How much does a booster dose help?

A study by the University of Oxford published today found three doses of Pfizer offers 75.5% effectiveness against symptomatic disease, and two doses of AstraZeneca followed by a Pfizer booster had 71.4% effectiveness against the Omicron variant.

Paul Bieniasz, a professor of virology at the Rockefeller University, found that a booster shot on top of a prior infection or double vaccination produces 30-to-200 times more neutralizing antibodies. Bieiasz tweeted, “It is time to discard the notion that two doses of mRNA means ‘fully vaccinated.’ It is time to discard the notion that prior SARS-CoV-2 infection means you don’t need to be vaccinated.”

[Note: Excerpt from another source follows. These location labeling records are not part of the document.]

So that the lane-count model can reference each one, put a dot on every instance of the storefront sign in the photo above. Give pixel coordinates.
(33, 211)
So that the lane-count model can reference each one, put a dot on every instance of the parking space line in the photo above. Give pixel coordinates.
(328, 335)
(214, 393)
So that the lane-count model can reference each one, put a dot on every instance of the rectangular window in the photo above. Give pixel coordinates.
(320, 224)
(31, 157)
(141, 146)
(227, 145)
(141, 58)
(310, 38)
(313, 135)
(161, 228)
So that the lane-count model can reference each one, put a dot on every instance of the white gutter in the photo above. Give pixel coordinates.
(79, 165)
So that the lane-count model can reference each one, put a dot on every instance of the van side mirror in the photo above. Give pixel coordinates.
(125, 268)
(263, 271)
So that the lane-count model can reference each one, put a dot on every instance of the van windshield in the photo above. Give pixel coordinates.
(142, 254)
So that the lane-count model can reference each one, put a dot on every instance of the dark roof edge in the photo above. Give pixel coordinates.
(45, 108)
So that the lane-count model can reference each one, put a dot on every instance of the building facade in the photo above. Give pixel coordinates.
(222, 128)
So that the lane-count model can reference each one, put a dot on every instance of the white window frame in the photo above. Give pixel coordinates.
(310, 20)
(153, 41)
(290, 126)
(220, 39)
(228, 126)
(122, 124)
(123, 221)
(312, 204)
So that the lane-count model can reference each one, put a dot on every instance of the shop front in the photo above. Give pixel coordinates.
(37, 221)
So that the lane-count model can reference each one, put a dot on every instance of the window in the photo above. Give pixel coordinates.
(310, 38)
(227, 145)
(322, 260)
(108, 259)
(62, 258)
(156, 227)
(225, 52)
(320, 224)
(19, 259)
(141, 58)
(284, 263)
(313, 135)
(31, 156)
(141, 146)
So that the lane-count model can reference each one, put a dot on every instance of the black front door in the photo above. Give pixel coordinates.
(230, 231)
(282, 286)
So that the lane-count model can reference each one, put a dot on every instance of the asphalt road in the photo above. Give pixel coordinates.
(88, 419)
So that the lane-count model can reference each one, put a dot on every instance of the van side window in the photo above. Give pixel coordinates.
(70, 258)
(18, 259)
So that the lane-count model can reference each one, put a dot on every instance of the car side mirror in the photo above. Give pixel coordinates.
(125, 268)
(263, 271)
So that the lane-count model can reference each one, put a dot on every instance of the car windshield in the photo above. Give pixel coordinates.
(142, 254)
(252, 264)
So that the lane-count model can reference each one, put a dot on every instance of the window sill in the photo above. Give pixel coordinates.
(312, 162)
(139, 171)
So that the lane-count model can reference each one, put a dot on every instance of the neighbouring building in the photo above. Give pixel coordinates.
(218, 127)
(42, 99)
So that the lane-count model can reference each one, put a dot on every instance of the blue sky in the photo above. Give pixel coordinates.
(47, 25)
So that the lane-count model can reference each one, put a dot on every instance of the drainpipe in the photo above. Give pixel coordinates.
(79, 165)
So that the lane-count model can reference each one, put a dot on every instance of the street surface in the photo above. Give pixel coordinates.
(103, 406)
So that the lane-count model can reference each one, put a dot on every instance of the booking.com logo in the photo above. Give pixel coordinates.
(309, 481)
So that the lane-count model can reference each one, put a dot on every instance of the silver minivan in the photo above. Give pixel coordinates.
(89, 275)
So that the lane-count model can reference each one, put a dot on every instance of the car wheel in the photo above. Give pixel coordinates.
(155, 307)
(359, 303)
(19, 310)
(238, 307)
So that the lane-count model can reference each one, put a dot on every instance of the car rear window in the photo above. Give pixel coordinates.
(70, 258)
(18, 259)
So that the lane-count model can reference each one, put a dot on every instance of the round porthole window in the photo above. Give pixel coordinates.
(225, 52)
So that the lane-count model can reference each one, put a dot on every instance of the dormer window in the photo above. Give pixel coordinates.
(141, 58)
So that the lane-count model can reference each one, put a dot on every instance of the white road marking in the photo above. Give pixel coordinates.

How does the Omicron effect vary by vaccine?

There is little Omicron data on vaccine effectiveness when compared across manufacturers. In the U.K., two of the most popular vaccines, Pfizer and AstraZeneca have been comparatively tested to see if they produced lower levels of antibodies with a Pfizer booster, but only data has been released on the effectiveness of two shots of Pfizer without a booster.

Little is known about the efficacy of a double-shot of AstraZeneca without a booster, which was used extensively in the U.K. at the start of the vaccine roll out.

Why so much worry in the U.K.?

Cases of the Omicron variant are shooting up in the U.K., with 1,239 new cases detected on Sunday—almost double the 633 cases reported the day before—and it has just reported its very first death from the new variant today, Johnson announced. Around 45.9 million people, or 80% of the population, has received two doses of a vaccine while 23 million have been given booster shots.

At the current pace in Britain, Omicron is going to become the dominant strain of COVID-19 by mid-December, the government said, with “at least 50% of COVID-19 cases to be caused by the Omicron variant in the next two to four weeks,” the Health Security Agency said.

The steep rise in cases has roiled the foreign exchange markets, with the British pound sterling falling 0.3% against the dollar.